Bosnians urged to become guards at closed National Museum

Bosnians urged to become guards at closed National Museum
The National Museum of Bosnia and Herzegovina in 2011 (Image: Jennifer Boyer under a CC licence)

7 August 2015

Bosnian citizens have been invited to become volunteer museum guards at the National Museum of Bosnia and Herzegovina in Sarajevo, which closed three years ago.

Volunteer museum guards will work alongside former museum employees who still turn up to work to help conserve the exhibits, despite not receiving any salary since 2012. Shifts last from 10am to 6pm, and require ten to 15 people.

The volunteering initiative is part of a wider campaign called “I am the Museum”, aimed at highlighting not only the challenges the museum faces, but also its continued survival, despite being officially closed.

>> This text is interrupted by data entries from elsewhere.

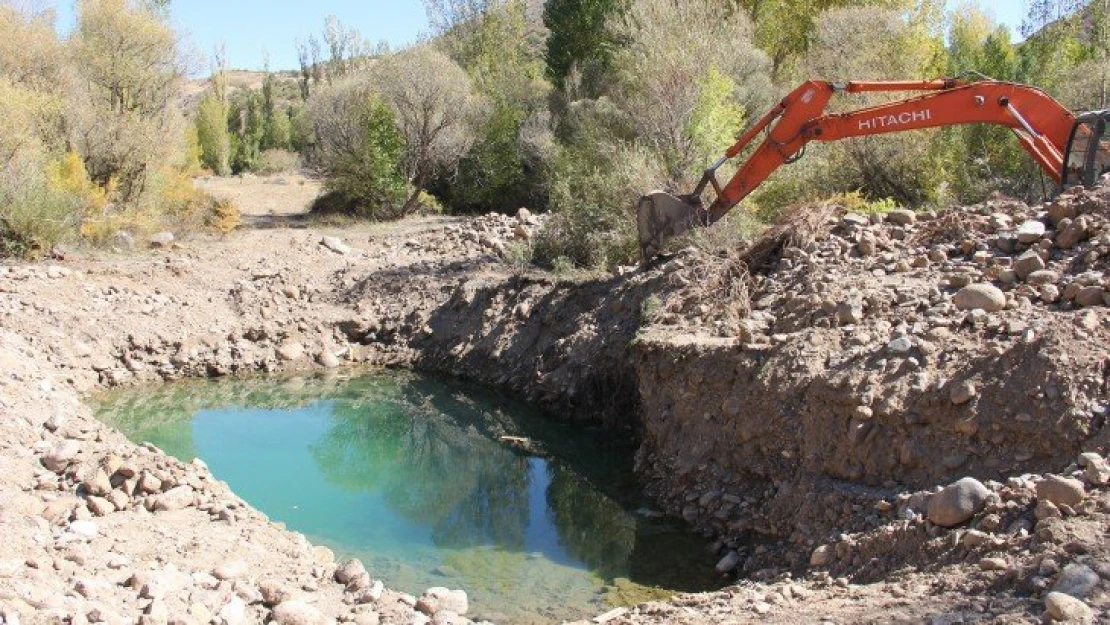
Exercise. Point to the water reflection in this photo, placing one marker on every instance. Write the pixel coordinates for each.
(407, 473)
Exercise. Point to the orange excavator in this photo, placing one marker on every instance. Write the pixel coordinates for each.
(1072, 149)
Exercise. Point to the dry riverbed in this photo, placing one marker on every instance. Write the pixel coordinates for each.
(810, 432)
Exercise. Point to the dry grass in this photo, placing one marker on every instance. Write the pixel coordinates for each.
(717, 284)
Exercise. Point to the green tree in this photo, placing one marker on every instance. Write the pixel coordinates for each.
(248, 121)
(212, 133)
(673, 82)
(504, 169)
(360, 149)
(122, 119)
(434, 102)
(786, 28)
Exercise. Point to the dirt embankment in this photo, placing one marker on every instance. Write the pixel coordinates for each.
(806, 431)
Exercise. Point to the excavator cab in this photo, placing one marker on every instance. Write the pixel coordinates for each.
(1088, 155)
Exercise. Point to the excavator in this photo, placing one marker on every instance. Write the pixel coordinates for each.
(1072, 149)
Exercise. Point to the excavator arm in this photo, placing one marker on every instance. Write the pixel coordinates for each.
(1041, 124)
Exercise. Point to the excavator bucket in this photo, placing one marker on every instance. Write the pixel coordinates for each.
(662, 217)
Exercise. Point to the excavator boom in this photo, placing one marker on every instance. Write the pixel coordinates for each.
(1043, 127)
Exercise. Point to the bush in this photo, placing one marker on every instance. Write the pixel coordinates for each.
(224, 217)
(34, 214)
(593, 202)
(212, 134)
(359, 152)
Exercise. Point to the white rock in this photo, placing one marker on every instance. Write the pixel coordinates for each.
(296, 613)
(291, 351)
(335, 244)
(233, 612)
(962, 392)
(980, 296)
(1061, 491)
(178, 497)
(1030, 231)
(59, 457)
(231, 570)
(1068, 608)
(87, 528)
(900, 345)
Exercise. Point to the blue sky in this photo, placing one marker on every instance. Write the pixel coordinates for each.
(251, 28)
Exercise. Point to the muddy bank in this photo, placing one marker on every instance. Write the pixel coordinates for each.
(806, 434)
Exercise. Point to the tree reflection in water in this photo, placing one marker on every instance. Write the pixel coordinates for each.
(423, 477)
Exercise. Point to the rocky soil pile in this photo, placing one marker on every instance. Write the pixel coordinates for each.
(99, 530)
(879, 417)
(806, 423)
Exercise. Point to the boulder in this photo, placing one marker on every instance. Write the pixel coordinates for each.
(1090, 296)
(1077, 580)
(957, 503)
(1061, 491)
(296, 613)
(984, 296)
(353, 574)
(161, 240)
(1027, 263)
(901, 217)
(1068, 608)
(291, 351)
(962, 392)
(61, 455)
(1075, 232)
(179, 497)
(1030, 231)
(231, 570)
(335, 244)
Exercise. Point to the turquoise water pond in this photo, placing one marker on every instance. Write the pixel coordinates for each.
(410, 473)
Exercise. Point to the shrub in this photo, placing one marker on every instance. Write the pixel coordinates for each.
(593, 204)
(34, 214)
(434, 104)
(278, 161)
(224, 217)
(212, 134)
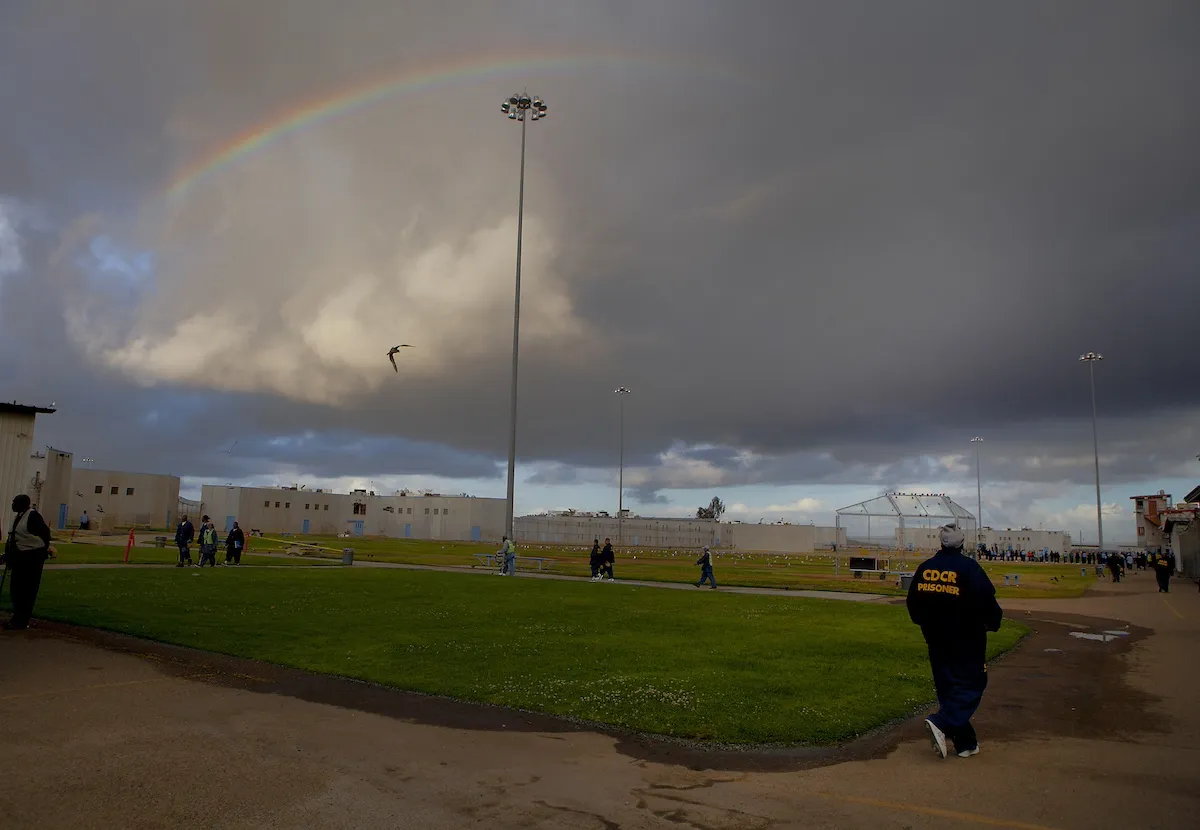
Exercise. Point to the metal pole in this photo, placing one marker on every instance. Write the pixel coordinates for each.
(516, 340)
(1096, 447)
(621, 476)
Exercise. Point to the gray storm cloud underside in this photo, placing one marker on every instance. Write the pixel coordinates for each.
(839, 236)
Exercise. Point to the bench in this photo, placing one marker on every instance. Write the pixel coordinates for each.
(492, 560)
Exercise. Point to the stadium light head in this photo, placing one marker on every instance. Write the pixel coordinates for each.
(519, 107)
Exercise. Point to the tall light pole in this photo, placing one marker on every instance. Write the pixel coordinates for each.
(1092, 359)
(977, 441)
(621, 392)
(519, 108)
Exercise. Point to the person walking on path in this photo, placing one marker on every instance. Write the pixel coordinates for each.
(25, 551)
(234, 542)
(1164, 566)
(706, 569)
(607, 558)
(508, 557)
(594, 559)
(208, 543)
(954, 603)
(184, 535)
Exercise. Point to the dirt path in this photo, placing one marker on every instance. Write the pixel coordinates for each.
(1077, 732)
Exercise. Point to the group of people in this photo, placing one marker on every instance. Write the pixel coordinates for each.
(185, 534)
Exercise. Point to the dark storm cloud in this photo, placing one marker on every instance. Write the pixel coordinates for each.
(821, 242)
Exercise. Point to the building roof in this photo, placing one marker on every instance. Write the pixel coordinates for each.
(19, 409)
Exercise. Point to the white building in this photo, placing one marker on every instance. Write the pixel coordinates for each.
(360, 513)
(16, 447)
(1024, 539)
(575, 529)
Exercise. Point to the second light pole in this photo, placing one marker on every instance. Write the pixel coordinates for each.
(621, 392)
(1092, 359)
(517, 108)
(977, 441)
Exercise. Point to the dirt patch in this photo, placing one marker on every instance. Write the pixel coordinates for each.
(1055, 684)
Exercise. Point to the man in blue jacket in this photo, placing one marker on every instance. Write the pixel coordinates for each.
(184, 535)
(954, 603)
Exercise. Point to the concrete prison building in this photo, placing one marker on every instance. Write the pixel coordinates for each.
(115, 499)
(927, 539)
(359, 513)
(575, 529)
(17, 423)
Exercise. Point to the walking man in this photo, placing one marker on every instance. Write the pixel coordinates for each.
(24, 553)
(706, 569)
(208, 543)
(954, 603)
(234, 542)
(606, 561)
(508, 554)
(594, 559)
(1164, 566)
(184, 535)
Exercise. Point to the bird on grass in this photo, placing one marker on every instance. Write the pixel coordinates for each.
(391, 355)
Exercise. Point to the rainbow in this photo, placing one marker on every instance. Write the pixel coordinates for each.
(365, 94)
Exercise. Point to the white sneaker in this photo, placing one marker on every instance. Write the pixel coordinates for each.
(936, 738)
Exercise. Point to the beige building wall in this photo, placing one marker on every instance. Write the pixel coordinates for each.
(276, 510)
(16, 446)
(671, 533)
(928, 539)
(115, 499)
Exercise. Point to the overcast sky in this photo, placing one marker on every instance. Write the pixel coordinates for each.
(825, 244)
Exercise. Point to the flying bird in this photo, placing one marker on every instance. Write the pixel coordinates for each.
(391, 354)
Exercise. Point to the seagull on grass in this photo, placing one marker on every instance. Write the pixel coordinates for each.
(391, 354)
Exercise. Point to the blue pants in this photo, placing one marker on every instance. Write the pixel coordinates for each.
(960, 684)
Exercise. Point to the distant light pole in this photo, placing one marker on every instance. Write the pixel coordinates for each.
(520, 108)
(621, 392)
(1092, 359)
(977, 441)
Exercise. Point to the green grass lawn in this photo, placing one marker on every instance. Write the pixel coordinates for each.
(703, 665)
(106, 554)
(813, 571)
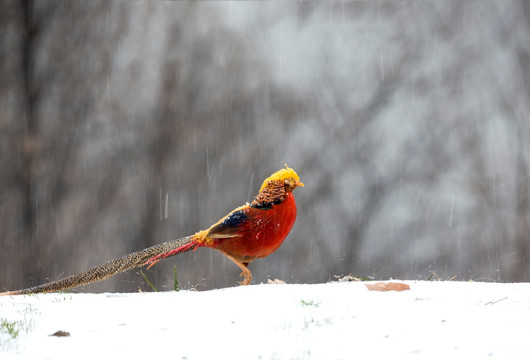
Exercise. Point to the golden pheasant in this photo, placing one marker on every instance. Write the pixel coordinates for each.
(247, 233)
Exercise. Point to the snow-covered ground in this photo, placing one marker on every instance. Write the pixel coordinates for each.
(340, 320)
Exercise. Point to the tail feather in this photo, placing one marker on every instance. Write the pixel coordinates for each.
(185, 247)
(150, 256)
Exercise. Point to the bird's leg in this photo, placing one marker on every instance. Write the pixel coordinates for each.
(246, 272)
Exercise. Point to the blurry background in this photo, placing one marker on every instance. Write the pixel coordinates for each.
(127, 124)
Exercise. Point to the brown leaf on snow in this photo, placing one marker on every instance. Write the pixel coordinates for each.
(387, 286)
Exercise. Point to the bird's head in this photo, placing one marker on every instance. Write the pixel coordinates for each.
(288, 176)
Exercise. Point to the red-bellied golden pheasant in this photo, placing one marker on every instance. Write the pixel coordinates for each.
(247, 233)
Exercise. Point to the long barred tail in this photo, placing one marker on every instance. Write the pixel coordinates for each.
(150, 255)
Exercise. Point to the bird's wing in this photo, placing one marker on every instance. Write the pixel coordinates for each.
(231, 225)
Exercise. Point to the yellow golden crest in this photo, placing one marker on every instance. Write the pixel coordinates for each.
(283, 174)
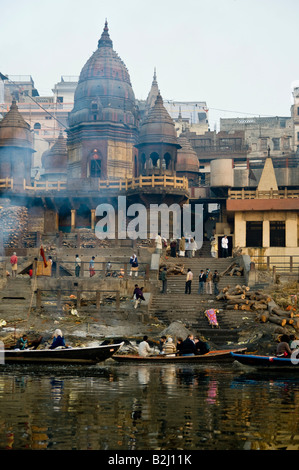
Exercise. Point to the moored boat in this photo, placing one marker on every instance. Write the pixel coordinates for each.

“This shows that people have not forgotten about the museum and that they are not simply walking past its closed doors,” said Ines Tanović Sijerčić, one of the campaign organisers. She also revealed that there has been a huge response to the campaign, particularly among families whose children were not able to visit the museum while it was open.

Founded in 1888, the National Museum struggled to survive during the peacetime that followed the violent inter-ethnic conflict of the 1990s, bereft of funding as Bosnia and Herzegovina’s two semi-autonomous regions, the Republika Srpska and the Muslim-Croat Federation, started to promote their own culture and history, and began to largely reject the notion of Bosnia and Herzegovina possessing national institutions.